Metadata-Version: 2.1
Name: cappr
Version: 0.2.6
Summary: Zero-shot text classification using autoregressive language models.
Home-page: https://github.com/kddubey/cappr/
Author-email: kushdubey63@gmail.com
License: Apache License 2.0
Requires-Python: >=3.8.0
Description-Content-Type: text/markdown
Provides-Extra: hf
Provides-Extra: demos
Provides-Extra: dev
License-File: LICENSE

# CAPPr: zero-shot text classification using autoregressive language models

[![Python 3.8+](https://img.shields.io/badge/python-3.8+-blue.svg)](https://www.python.org/downloads/release/python-380/)
[![Documentation Status](https://readthedocs.org/projects/cappr/badge/?version=latest)](https://cappr.readthedocs.io/en/latest/?badge=latest)
[![tests](https://github.com/kddubey/cappr/actions/workflows/test.yml/badge.svg)](https://github.com/kddubey/cappr/actions/workflows/test.yml)
[![codecov](https://codecov.io/gh/kddubey/cappr/branch/main/graph/badge.svg?token=NYIL076PSM)](https://codecov.io/gh/kddubey/cappr)
[![Code style: black](https://img.shields.io/badge/code%20style-black-000000.svg)](https://github.com/psf/black)
[![PyPI - Package Version](https://img.shields.io/pypi/v/cappr?logo=pypi&style=flat&color=orange)](https://pypi.org/project/cappr/)
[![License](https://img.shields.io/badge/License-Apache_2.0-blue.svg)](https://opensource.org/licenses/Apache-2.0)

Perform zero-shot text classification by estimating the probability that an inputted
completion comes after an inputted prompt.

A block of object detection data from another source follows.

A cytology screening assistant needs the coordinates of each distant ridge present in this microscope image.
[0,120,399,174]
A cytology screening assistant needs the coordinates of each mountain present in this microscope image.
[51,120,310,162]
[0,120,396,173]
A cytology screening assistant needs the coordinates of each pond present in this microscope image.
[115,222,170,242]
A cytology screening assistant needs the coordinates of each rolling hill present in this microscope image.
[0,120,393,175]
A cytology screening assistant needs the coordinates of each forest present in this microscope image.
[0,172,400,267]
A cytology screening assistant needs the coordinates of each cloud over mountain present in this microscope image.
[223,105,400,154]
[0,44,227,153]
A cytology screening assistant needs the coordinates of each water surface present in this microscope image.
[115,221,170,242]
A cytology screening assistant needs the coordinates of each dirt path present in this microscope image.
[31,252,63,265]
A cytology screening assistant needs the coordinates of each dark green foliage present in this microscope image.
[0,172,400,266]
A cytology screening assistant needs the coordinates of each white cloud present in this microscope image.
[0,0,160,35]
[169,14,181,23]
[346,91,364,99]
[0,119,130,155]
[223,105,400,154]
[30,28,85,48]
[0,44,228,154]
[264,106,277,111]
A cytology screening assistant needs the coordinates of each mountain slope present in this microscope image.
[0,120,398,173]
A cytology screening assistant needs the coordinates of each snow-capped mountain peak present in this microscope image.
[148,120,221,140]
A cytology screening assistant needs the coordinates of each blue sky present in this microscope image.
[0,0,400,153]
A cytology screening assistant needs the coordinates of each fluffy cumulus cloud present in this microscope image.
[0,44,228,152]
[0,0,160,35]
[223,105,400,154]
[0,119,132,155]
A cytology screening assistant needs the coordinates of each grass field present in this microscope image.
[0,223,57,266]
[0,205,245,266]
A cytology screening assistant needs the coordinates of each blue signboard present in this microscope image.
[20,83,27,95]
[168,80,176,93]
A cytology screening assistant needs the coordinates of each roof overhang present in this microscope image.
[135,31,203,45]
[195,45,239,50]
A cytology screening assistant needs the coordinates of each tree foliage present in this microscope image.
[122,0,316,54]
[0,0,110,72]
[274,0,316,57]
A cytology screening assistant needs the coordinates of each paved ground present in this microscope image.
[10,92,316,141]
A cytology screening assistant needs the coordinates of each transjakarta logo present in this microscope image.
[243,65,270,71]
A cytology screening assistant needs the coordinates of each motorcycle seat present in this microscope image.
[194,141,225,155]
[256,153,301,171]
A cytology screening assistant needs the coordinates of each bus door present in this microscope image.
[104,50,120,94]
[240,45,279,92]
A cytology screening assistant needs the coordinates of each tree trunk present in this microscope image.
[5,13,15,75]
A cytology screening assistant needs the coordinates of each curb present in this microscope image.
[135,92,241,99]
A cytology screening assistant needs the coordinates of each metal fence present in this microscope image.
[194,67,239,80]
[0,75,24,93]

Hence the name:

> **C**ompletion<br>
  **A**fter<br>
  **P**rompt<br>
  **Pr**obability<br>

The method is fleshed out in my [question on Cross Validated](https://stats.stackexchange.com/q/601159/337906).


## Usage

<details>
<summary>Use a model from the OpenAI API</summary>

Specifically, this model must be compatible with the
[/v1/completions](https://platform.openai.com/docs/models/model-endpoint-compatibility)
endpoint.

Let's classify
[this sentiment example](https://platform.openai.com/docs/guides/completion/classification)
from the OpenAI text completion docs.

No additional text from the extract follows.